根は新芽と一緒に天ぷらにして食べましたが、紡錘状の部分はジャガイモのようなホクホク感が少しあって美味しいんです。もちろん新芽も美味しいのですが、これはさっと茹でておひたしにしたり、酢味噌で食べたりできます。味で言うとネギみたいです。蕾は黄色っぽい今にも咲きそうなものではなく、青いやつがシャキシャキして美味しいです。これは茹でてから炒め物にしました。ちなみに新芽はキシッキシッといった食感なので、違いは楽しめます。蕾の味は同じくネギです...花の色はキレイですが、味はさほど感じないかも知れません。なので彩りとして飾るのに適しています。一日花なので、咲いたら次の日にはシワシワになることが多いです。見つけたら早めに採りましょう!新芽はフキノトウと同じタイミング、蕾と花は梅雨時期です。

生薬としてのカンゾウ

混同されやすいのですが、生薬としてのカンゾウは漢字だと「甘草」です。

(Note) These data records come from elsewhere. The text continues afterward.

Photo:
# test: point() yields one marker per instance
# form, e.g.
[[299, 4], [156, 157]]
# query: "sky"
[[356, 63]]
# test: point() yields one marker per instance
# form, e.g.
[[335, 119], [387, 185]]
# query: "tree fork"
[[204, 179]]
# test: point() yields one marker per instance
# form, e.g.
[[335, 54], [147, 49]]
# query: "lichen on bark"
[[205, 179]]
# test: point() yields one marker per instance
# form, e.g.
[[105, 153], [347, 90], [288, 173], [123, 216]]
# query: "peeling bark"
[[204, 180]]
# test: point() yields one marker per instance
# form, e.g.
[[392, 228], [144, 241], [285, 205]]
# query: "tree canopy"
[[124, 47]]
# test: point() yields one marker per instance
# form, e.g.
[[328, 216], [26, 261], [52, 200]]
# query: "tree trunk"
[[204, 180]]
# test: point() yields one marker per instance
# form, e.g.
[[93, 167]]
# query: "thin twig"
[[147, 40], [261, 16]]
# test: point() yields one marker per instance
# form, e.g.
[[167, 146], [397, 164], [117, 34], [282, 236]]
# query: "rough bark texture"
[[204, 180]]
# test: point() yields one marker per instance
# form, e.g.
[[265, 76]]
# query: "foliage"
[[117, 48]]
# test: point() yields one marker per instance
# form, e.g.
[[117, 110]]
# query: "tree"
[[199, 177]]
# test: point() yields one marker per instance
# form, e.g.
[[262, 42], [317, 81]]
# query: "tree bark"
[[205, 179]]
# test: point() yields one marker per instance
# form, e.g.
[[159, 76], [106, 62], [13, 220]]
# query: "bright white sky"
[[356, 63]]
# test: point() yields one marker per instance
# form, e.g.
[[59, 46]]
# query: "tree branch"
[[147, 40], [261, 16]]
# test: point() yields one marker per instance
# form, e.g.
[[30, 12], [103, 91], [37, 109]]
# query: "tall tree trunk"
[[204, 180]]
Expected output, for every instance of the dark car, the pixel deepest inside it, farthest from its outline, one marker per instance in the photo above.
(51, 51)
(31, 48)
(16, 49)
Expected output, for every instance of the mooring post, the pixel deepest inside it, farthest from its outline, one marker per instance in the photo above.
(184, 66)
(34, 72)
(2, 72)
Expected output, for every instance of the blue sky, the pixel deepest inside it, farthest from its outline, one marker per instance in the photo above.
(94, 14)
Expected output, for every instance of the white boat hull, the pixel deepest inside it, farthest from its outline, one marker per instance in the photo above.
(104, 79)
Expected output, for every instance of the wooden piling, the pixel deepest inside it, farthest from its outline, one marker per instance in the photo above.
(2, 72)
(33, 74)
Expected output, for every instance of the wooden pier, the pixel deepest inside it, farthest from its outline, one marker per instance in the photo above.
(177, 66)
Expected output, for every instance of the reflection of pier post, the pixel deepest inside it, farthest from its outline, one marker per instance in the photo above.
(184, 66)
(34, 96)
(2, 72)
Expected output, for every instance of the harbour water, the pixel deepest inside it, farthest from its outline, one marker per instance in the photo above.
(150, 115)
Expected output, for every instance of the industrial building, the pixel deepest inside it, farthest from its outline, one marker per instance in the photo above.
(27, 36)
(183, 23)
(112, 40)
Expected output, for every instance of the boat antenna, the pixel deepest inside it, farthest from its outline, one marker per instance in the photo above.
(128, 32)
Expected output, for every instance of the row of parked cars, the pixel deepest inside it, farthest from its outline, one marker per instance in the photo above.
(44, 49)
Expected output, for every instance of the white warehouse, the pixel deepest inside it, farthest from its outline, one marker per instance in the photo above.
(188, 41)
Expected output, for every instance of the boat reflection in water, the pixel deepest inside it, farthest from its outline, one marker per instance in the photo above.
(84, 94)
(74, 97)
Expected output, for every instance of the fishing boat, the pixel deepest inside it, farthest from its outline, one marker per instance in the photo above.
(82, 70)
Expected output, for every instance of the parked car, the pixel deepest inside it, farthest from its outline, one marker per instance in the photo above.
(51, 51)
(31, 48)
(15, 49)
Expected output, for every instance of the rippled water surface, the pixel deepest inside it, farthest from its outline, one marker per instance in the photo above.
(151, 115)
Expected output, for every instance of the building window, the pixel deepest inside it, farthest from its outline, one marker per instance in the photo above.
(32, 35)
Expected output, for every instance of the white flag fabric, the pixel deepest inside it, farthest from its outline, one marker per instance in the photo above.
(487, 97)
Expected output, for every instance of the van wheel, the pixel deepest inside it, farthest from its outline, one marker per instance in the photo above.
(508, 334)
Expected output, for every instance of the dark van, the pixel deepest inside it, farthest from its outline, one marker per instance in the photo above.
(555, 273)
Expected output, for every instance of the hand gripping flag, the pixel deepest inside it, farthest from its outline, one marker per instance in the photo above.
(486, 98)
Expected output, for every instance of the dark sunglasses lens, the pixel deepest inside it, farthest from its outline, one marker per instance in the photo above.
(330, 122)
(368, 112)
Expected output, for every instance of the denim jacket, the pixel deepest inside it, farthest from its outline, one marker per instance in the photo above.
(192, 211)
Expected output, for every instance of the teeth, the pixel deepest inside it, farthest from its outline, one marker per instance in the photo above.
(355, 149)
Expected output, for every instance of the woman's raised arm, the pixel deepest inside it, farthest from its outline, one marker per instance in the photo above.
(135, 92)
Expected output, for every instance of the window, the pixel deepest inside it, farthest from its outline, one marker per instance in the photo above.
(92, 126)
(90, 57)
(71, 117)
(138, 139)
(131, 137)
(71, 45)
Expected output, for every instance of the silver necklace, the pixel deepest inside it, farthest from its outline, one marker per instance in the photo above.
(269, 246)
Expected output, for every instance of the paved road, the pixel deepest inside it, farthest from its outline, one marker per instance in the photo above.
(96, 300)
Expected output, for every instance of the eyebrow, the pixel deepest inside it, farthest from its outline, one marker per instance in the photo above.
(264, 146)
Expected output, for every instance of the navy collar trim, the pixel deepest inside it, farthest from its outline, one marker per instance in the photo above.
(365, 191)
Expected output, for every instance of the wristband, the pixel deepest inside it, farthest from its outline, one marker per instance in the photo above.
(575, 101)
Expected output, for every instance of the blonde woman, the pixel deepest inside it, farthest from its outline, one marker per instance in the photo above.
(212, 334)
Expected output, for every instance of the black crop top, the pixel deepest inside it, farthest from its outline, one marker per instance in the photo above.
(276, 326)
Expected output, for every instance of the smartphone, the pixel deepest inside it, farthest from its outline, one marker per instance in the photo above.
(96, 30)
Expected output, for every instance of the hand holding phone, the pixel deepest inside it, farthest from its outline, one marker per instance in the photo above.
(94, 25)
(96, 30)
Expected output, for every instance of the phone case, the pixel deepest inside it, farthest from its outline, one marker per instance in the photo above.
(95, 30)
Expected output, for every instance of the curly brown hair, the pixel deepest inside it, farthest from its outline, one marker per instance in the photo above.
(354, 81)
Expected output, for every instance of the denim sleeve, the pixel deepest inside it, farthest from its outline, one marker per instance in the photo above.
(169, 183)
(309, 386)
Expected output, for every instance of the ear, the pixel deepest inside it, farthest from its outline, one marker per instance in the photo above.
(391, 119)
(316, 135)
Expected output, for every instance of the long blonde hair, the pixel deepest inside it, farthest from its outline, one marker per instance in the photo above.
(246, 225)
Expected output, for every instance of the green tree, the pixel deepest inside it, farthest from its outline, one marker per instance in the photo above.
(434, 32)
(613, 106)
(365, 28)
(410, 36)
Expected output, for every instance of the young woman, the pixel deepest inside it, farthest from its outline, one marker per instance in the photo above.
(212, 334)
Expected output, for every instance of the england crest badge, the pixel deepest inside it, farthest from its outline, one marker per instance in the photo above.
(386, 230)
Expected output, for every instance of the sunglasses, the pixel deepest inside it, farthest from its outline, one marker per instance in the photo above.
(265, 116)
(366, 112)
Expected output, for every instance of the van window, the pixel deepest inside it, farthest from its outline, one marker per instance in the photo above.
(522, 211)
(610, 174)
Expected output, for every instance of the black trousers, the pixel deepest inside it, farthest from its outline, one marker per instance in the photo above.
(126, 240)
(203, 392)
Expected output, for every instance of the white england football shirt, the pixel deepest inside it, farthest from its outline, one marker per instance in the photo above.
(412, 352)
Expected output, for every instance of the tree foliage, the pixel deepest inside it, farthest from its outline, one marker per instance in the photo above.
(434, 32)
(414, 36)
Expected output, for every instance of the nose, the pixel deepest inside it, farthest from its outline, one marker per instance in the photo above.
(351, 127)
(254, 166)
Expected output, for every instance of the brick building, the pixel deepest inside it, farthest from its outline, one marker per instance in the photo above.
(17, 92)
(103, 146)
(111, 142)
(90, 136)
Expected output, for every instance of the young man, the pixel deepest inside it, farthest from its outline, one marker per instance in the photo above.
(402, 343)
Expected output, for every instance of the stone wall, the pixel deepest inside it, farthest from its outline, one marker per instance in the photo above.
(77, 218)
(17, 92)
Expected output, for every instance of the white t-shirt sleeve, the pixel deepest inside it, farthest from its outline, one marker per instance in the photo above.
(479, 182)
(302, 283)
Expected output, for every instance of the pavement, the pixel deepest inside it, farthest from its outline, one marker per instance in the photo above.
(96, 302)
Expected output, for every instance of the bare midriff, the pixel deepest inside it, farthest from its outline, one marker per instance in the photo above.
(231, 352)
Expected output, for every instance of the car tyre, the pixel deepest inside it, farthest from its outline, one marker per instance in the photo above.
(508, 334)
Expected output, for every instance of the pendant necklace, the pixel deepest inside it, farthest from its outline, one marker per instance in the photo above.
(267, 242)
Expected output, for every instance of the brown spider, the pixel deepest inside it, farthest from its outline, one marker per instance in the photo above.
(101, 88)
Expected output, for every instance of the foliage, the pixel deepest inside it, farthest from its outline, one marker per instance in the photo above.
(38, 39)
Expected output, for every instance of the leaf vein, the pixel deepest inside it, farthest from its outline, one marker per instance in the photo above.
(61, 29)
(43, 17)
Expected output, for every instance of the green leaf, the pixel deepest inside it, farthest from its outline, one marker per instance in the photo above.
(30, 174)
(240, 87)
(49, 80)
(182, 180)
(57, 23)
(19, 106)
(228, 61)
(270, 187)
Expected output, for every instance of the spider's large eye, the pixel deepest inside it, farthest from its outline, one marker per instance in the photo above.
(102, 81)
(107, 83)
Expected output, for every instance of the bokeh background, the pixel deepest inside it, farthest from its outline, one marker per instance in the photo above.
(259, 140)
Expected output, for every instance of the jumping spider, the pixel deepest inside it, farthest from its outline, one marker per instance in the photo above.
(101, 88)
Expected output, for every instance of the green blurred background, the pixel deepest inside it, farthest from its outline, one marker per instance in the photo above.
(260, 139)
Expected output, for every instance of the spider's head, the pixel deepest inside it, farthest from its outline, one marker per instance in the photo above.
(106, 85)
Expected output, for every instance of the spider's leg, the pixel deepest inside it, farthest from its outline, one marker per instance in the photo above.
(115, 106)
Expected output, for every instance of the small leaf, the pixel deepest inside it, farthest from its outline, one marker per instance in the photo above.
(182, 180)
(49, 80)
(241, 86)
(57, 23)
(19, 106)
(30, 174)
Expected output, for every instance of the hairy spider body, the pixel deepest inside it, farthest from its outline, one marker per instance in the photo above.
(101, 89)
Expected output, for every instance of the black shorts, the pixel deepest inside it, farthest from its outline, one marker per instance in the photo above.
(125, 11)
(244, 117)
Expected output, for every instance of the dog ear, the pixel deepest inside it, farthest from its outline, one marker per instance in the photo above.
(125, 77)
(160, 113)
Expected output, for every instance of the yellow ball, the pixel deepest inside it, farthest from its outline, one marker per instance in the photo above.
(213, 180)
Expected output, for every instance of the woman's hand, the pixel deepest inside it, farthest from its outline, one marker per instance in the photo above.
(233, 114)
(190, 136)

これはマメ科カンゾウ属の植物でウラルカンゾウやスペインカンゾウが生薬として利用されます。ちなみに生薬は植物由来や鉱物が一種類のもの、それを2種類以上ブレンドすると漢方になります。甘草は根や根茎を乾燥させたもので鎮痛、鎮痙、去痰などの効能があります。

まとめ

甘草と萱草は別物です。

そして萱草はノカンゾウもヤブカンゾウも美味しい!

甘草は試したことないので分かりません。

では!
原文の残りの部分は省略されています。